I participate at Quora where I answer questions about ancient Roman history and Japanese culture, two of the great loves of my life. Quora is a multi-national forum where people can ask questions and post answers about almost anything. Most of the users are Americans but there is also a strong Chinese presence, and quite a few people ask questions about American life, culture and politics. While I tend to ignore political questions, occasionally I’ll find a question about other topics that interests me, and today one came up about the American healthcare system.

Regarding Universal Healthcare, why is it not in America’s national interest to have a healthy population, even if it means they will pay less to have it?

I don’t think anyone is arguing that Americans don’t want better healthcare at a lower cost for everyone. What we are arguing about is what system we want and more importantly, how to get there from here.

 

(Detailed chart: healthcare_system_chart_1356×1049 ” Icosystem)


What non-Americans and many Americans don’t realize is just how screwed up our system is. Most don’t realize it’s not a single system. We have Medicaid for the poor, Medicare for the elderly*, VA health system for veterans, the Indian Health System on native American reservations and private group insurance for everyone else. Then each state has a say in how Medicaid and Medicare are administered with significant differences between each of them.


Then we have the stakeholders.

  • Employers which have an interest because private group insurance is tied to employment unlike most countries in the world.

  • State governments whose priorities are different than the federal government because unlike the feds the states must balance their budgets.

  • Federal government with its own priorities and oversight of the entire structure with specific control of the VA and IHS.

  • For profit and non-profit insurance companies which have to keep the lights on by taking in more in premiums than paying out in reimbursements.

  • Medical providers like doctors and nurses who have to balance care for their patients with paying their bills.

  • Medical device manufacturers whose profits depend on purchase of their output.

  • Pharmaceutical companies whose bottom line depends on the consumption of drugs in the US and the subsidy of US drugs abroad.

  • Malpractice attorneys who reap billions in fees in lawsuits against medical providers, device manufacturers and pharmaceutical companies.

  • For profit health systems whose bottom lines depend on maximizing payments from the insurance companies and minimizing expenses from the medical providers, device manufacturers and drug companies.

  • Healthy individuals who don’t see why they need to pay for services they don’t need.
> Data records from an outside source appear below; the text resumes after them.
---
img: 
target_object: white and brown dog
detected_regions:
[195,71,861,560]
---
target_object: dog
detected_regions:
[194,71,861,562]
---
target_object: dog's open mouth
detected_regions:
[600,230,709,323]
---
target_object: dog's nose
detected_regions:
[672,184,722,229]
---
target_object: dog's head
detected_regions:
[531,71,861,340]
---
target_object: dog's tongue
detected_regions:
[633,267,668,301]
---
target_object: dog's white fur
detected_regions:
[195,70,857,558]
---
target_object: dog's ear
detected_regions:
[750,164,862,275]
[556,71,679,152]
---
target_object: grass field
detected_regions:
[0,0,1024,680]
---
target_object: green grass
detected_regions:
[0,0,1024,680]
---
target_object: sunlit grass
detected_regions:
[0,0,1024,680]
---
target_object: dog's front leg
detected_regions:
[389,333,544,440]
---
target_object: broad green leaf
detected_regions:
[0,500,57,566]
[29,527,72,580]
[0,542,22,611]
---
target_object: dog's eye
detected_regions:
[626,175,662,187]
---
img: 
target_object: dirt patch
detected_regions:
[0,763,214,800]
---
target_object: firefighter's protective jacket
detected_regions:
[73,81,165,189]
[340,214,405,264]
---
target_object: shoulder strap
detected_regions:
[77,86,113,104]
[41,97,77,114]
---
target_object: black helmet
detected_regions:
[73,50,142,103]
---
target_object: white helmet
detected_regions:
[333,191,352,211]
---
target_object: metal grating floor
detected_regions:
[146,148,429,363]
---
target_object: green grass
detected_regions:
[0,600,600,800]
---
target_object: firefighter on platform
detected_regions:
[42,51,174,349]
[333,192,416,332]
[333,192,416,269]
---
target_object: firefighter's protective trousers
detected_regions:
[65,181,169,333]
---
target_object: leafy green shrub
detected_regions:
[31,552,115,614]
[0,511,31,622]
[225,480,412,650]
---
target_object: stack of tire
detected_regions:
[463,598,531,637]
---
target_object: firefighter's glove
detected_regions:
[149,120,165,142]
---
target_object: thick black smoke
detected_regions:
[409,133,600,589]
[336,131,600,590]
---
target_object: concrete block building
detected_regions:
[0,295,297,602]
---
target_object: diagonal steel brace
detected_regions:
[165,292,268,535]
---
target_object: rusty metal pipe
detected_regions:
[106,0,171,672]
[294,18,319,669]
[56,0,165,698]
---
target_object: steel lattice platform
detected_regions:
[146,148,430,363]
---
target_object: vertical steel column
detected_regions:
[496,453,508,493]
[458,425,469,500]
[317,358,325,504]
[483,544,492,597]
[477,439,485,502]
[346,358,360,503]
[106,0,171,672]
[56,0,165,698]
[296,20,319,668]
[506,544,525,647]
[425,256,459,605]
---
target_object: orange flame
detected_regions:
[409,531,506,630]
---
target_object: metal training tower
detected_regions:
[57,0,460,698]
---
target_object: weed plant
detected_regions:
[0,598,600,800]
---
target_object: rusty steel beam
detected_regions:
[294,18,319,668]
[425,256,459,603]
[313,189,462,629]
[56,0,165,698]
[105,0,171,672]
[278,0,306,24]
  • Sick and elderly individuals who are consuming health care services.

That’s about all I can come up with. I’m sure there are more. Each one of these groups has a lobbying group that argues on their behalf to the other stakeholders, especially state and federal governments.
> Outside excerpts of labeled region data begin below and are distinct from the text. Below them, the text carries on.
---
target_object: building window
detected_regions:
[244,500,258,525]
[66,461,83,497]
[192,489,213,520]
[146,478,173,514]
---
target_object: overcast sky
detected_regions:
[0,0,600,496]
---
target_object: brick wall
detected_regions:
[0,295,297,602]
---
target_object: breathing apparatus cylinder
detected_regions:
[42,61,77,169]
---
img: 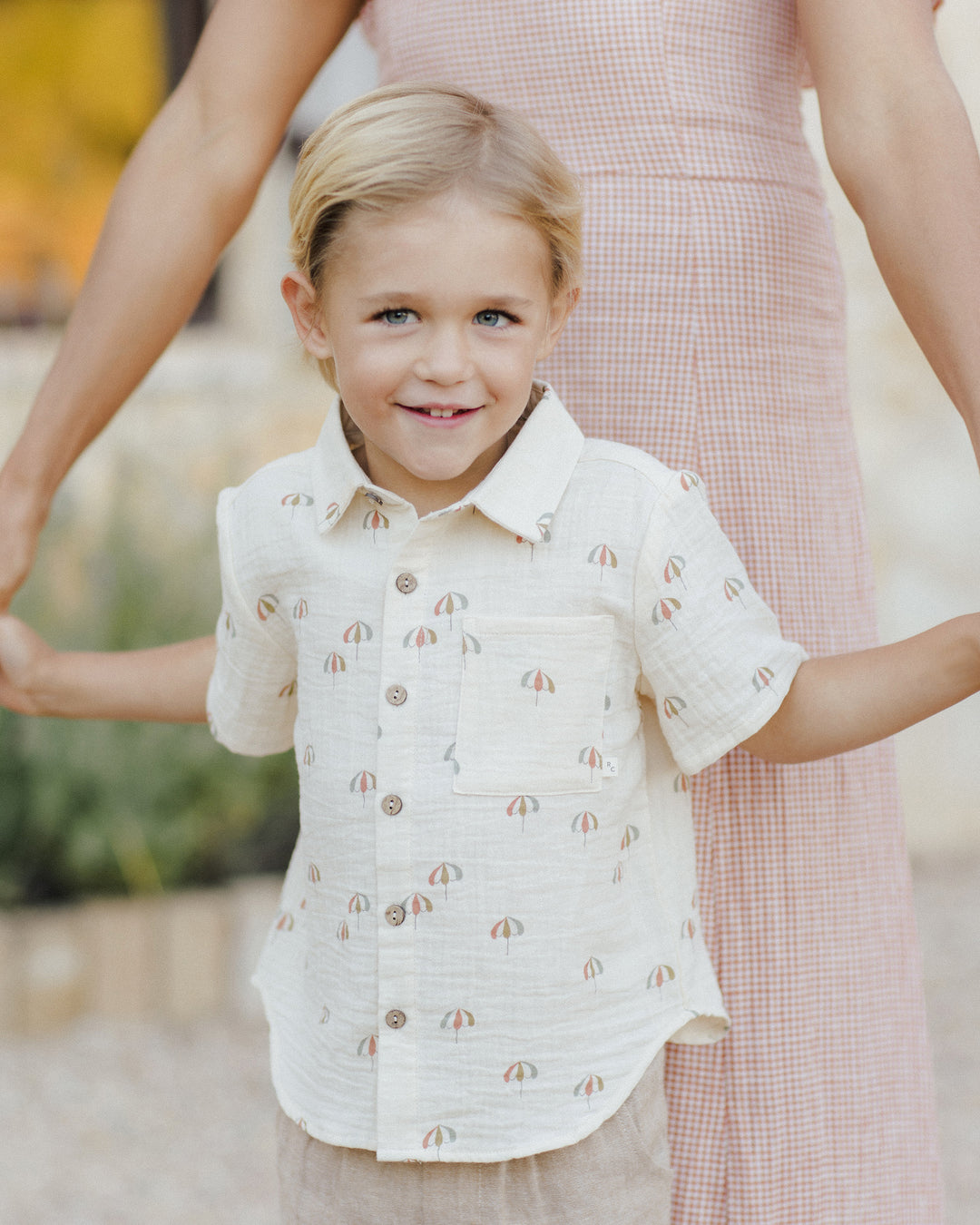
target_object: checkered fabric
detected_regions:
[364,0,942,1225]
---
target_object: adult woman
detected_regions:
[0,0,980,1225]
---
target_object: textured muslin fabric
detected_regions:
[277,1051,670,1225]
[209,388,804,1161]
[364,0,942,1225]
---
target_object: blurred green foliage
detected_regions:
[0,483,298,906]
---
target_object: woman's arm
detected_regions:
[742,613,980,762]
[0,0,363,610]
[797,0,980,462]
[0,616,216,723]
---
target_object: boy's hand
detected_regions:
[0,613,57,714]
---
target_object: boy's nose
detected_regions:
[416,327,473,385]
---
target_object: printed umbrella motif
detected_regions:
[279,494,314,518]
[620,826,640,855]
[358,1034,377,1072]
[435,592,469,630]
[504,1060,538,1098]
[521,668,555,706]
[651,595,681,630]
[343,621,375,659]
[572,808,599,847]
[572,1072,605,1110]
[462,630,483,668]
[752,668,777,693]
[429,864,463,900]
[402,625,436,662]
[578,745,603,783]
[350,769,377,806]
[664,554,687,589]
[323,651,347,685]
[589,544,619,582]
[361,508,391,544]
[507,795,542,833]
[255,592,279,621]
[490,915,524,956]
[664,694,689,728]
[347,893,371,931]
[438,1008,476,1043]
[647,965,676,995]
[582,956,605,991]
[402,893,433,927]
[421,1123,456,1161]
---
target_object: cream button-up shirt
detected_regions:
[209,388,805,1161]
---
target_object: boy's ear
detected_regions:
[279,270,333,361]
[538,286,580,361]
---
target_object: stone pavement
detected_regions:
[0,858,980,1225]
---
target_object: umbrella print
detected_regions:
[323,651,347,685]
[521,668,555,706]
[350,769,377,805]
[347,893,371,931]
[752,668,777,693]
[490,915,524,956]
[647,965,676,995]
[504,1060,538,1098]
[664,694,689,728]
[578,745,603,783]
[402,893,433,927]
[507,795,542,833]
[572,1072,605,1110]
[255,592,279,621]
[572,809,599,847]
[343,621,374,659]
[361,510,389,544]
[402,625,436,662]
[438,1008,476,1043]
[589,544,619,582]
[664,554,687,588]
[435,592,469,630]
[651,595,681,630]
[421,1123,456,1161]
[429,864,463,900]
[582,956,604,991]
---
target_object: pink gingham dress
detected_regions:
[364,0,942,1225]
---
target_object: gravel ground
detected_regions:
[0,858,980,1225]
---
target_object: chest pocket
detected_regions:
[454,616,613,797]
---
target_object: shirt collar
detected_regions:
[312,384,584,543]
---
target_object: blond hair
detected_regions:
[289,82,582,386]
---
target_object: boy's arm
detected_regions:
[0,616,216,723]
[741,613,980,762]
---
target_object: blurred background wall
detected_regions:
[0,0,980,904]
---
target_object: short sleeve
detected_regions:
[207,489,297,757]
[634,473,806,774]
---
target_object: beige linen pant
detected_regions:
[277,1051,670,1225]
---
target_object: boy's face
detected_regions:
[283,192,573,514]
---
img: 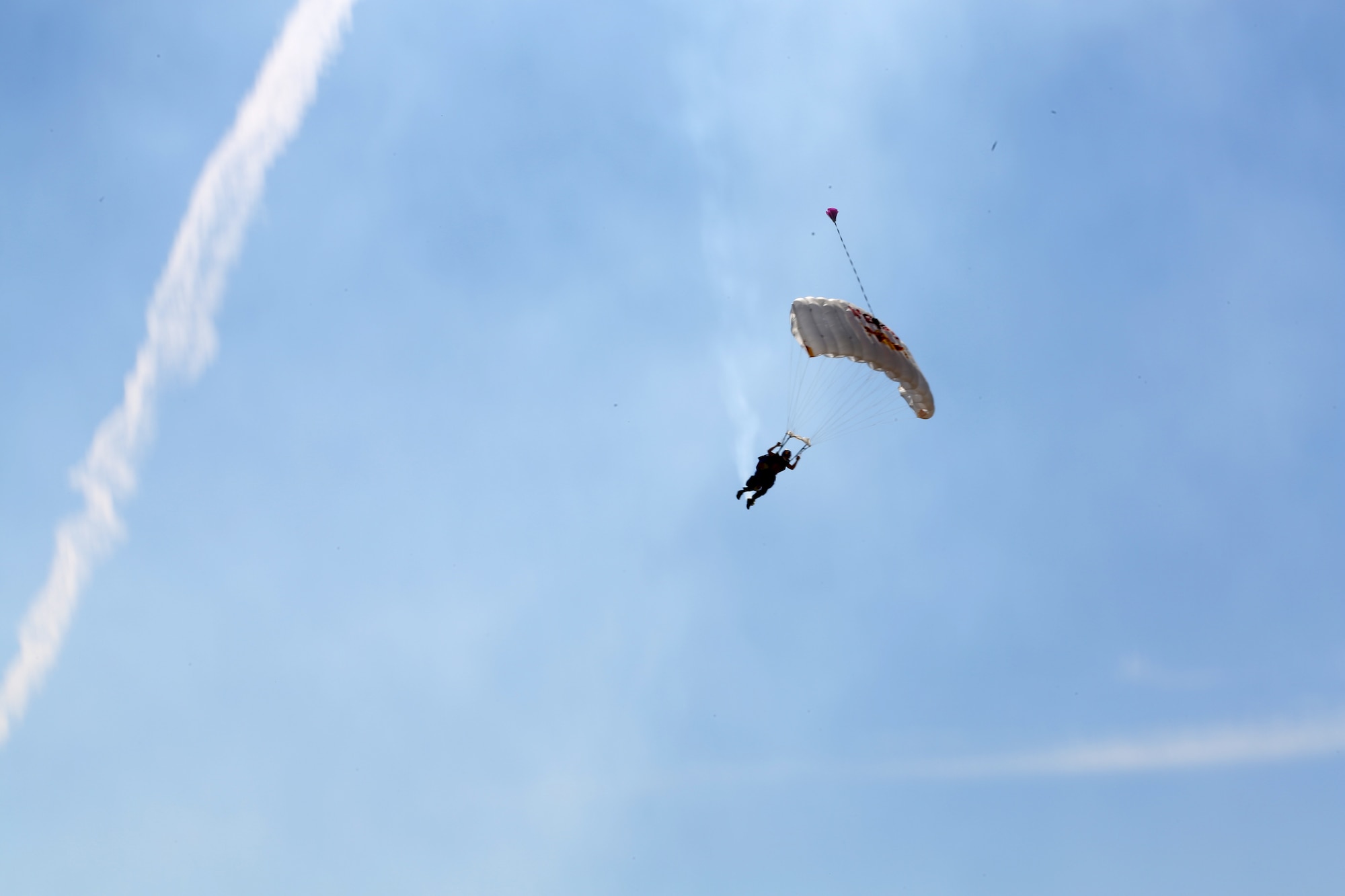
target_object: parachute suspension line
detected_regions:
[827,208,877,317]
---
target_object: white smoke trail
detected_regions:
[0,0,355,744]
[886,715,1345,778]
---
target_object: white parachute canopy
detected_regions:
[788,296,933,444]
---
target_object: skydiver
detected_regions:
[737,441,803,510]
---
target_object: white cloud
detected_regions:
[876,713,1345,778]
[0,0,355,744]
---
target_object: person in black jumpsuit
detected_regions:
[737,441,799,510]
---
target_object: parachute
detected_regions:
[785,296,933,450]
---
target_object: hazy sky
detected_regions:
[0,0,1345,896]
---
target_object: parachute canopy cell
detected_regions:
[790,296,933,419]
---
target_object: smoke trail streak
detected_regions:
[0,0,355,744]
[889,715,1345,778]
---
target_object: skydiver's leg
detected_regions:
[748,477,775,507]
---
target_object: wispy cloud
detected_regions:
[873,713,1345,778]
[0,0,355,744]
[659,713,1345,788]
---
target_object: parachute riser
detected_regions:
[780,429,812,458]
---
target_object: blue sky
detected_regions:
[0,0,1345,896]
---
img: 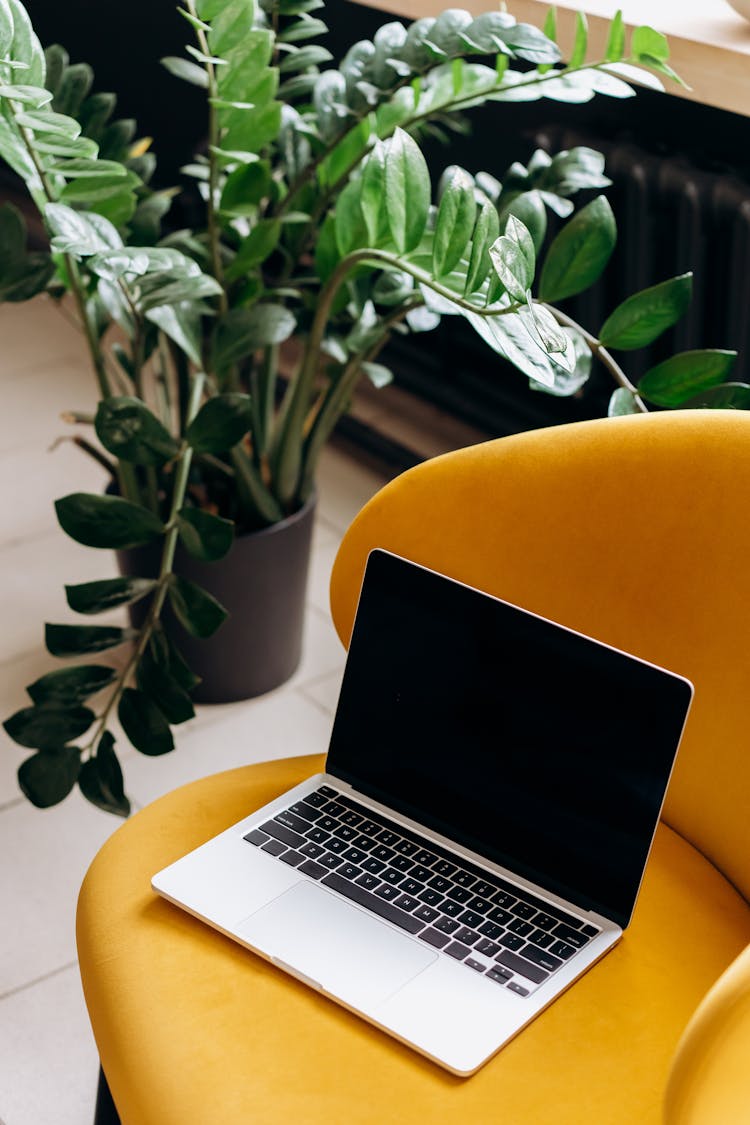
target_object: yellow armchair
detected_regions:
[79,412,750,1125]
So pick any system you want and ask yourself, “How do I get to this system from the current one?” Any system you pick will require impacting one of the above stakeholders, and they are going to fight it, change it and make a hash of it to the point where your original ideas are all gone.



And that’s where we are today.


*Just to add to the complexity, note that the elderly will switch from Medicare to Medicaid once their benefits are exhausted. This commonly happens after seniors have been placed into nursing homes. The cost of these facilities is staggering – more than the cost of most 5 star hotels – and quickly exhaust an average senior’s Medicare benefits. At that point they have to switch to Medicaid. The problem is that many skilled nursing facilities have limited slots for Medicaid seniors, and there are usually waiting lists – meaning that most seniors have to return to the care of their loved ones who often lack the skills and resources necessary to care for them.


No one is happy about this system. But we feel as if we are trapped without hope for true change.